Live: Facs at Deep Cuts
Facs played to a packed room at Deep Cuts on Thursday. The stage has become a comfortable stomping ground for the Chicago trio, having played there as recently as April. Which suggests, to my mind, that our local appetite for art rock remains powerful.
That’s a good thing, because Facs is one of the most compelling underground acts operating in the art-rock tradition, and deserves your time and attention. Its latest album, “Wish Defense,” cuts straight to the essence of the guitar, bass and drums vernacular, shedding excess until we are left with something like a nude self-portrait of rock ’n’ roll.

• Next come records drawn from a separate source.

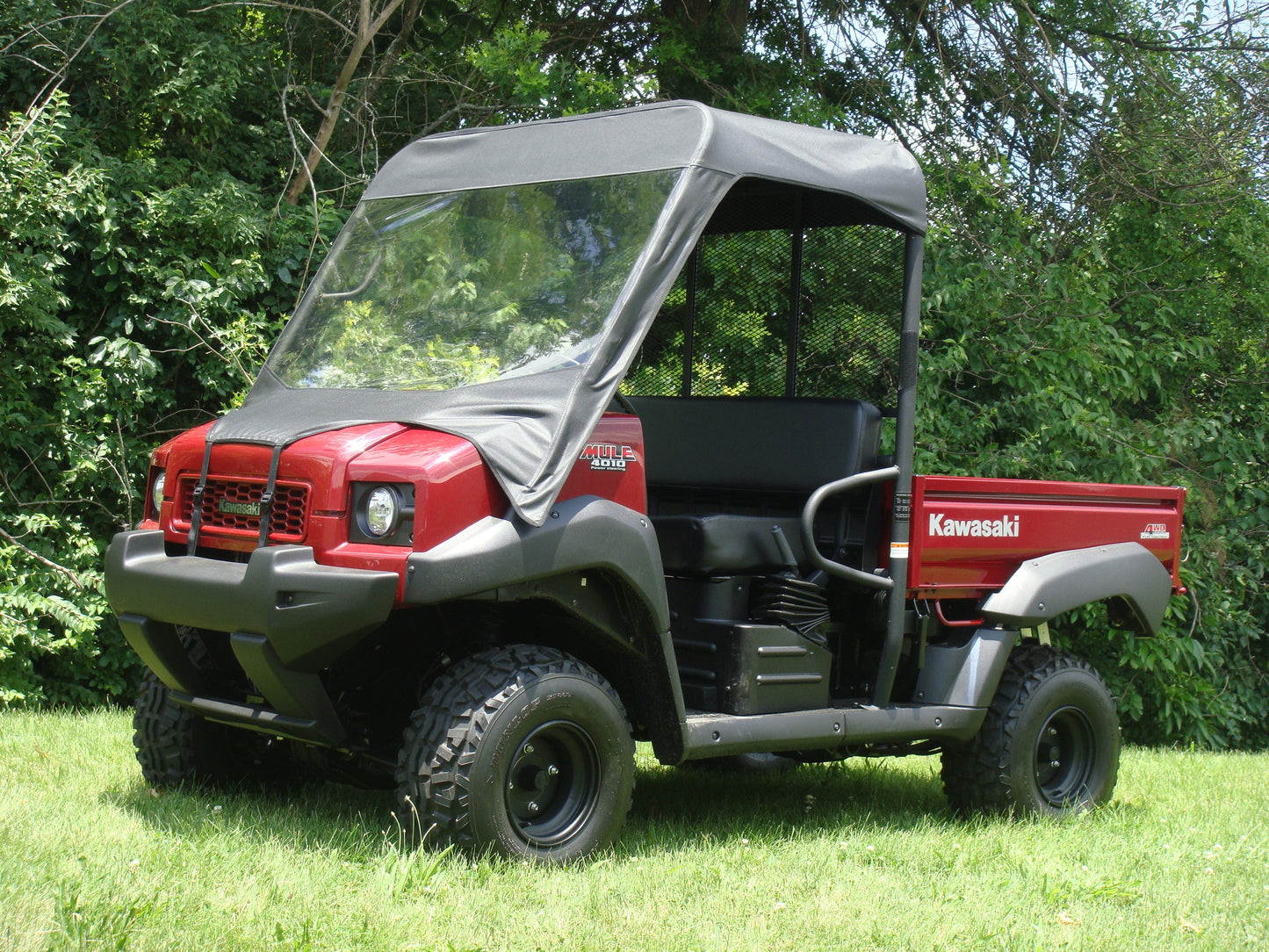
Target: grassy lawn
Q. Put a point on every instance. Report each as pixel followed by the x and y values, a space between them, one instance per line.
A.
pixel 854 855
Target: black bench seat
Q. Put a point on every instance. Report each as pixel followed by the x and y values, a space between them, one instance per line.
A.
pixel 724 471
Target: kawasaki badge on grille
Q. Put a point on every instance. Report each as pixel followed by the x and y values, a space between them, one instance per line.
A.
pixel 231 508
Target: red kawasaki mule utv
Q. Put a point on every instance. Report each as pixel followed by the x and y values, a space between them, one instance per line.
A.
pixel 596 430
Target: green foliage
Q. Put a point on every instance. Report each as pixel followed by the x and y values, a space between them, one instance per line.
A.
pixel 142 274
pixel 1097 278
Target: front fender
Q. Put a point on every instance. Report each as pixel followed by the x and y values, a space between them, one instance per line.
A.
pixel 581 533
pixel 1047 587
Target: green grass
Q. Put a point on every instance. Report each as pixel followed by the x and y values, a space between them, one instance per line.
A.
pixel 853 855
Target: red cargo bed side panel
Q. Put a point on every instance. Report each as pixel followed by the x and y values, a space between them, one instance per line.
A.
pixel 970 535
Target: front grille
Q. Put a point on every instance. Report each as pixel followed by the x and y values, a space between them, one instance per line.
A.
pixel 231 507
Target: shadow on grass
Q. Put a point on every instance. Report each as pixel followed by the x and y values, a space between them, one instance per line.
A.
pixel 813 798
pixel 672 806
pixel 354 824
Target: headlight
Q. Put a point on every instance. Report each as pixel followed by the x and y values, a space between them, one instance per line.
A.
pixel 382 512
pixel 156 494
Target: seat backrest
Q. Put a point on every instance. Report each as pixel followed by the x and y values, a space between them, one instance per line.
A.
pixel 756 444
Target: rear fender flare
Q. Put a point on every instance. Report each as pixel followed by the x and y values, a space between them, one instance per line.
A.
pixel 1047 587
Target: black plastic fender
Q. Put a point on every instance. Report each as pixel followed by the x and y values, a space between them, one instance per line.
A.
pixel 1047 587
pixel 584 533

Geese, Wet Leg, Turnstile, you name it. We seem to have found ourselves in a sudden rock renaissance. After years of people complaining the genre was dead or dying, there’s a sudden optimism in the air.
Important to note – and I direct this mostly to a peanut gallery of oldheads, myself included, who like to pat themselves on the back for liking the “right” bands – that throughout rock ’n’ roll’s intermittent lean years, there persisted a special lineage whose vitality remained, if not bulletproof, then at least bullet resistant. Namely, the art-rock scene that was born on the Lower East Side of New York City during the late ’70s and early ’80s and was abrasive, urban, relentless and still wholly convinced that redemption could be found in the reverberating strings of an electric guitar. Let’s not name any names, because where would we stop?
Okay, let’s name a few names. Television, Richard Hell and the Voidoids, Patti Smith Group, Blondie and Talking Heads. A slew of artists whose work remains vital today, inspiring generations of musicians to raise hell in their footsteps.
Somehow this cohort, despite widespread (and, in some cases, mainstream) success, never overripened with age and still hold interest for musicians in the present day. I mean, I’m a local guy who loves Aerosmith, but if a band in 2026 tells me that Steven Tyler and da Boys are their primary source of inspiration, I worry about them.
Facs belongs to that Lower East Side tradition, by way of No Wave offshoots such as Theoretical Girl and Sonic Youth, while still managing to make the legacy into something that is their own and peculiarly midwestern. Nobody knows if the current rock renaissance will survive, but I’d bet that the long arc of sound that Facs is part of will keep finding new forms of life. If you get the opportunity to see this band live, take it.
Editrix and Pew Pew, two local outfits that also know a good sound when they hear it, opened in support.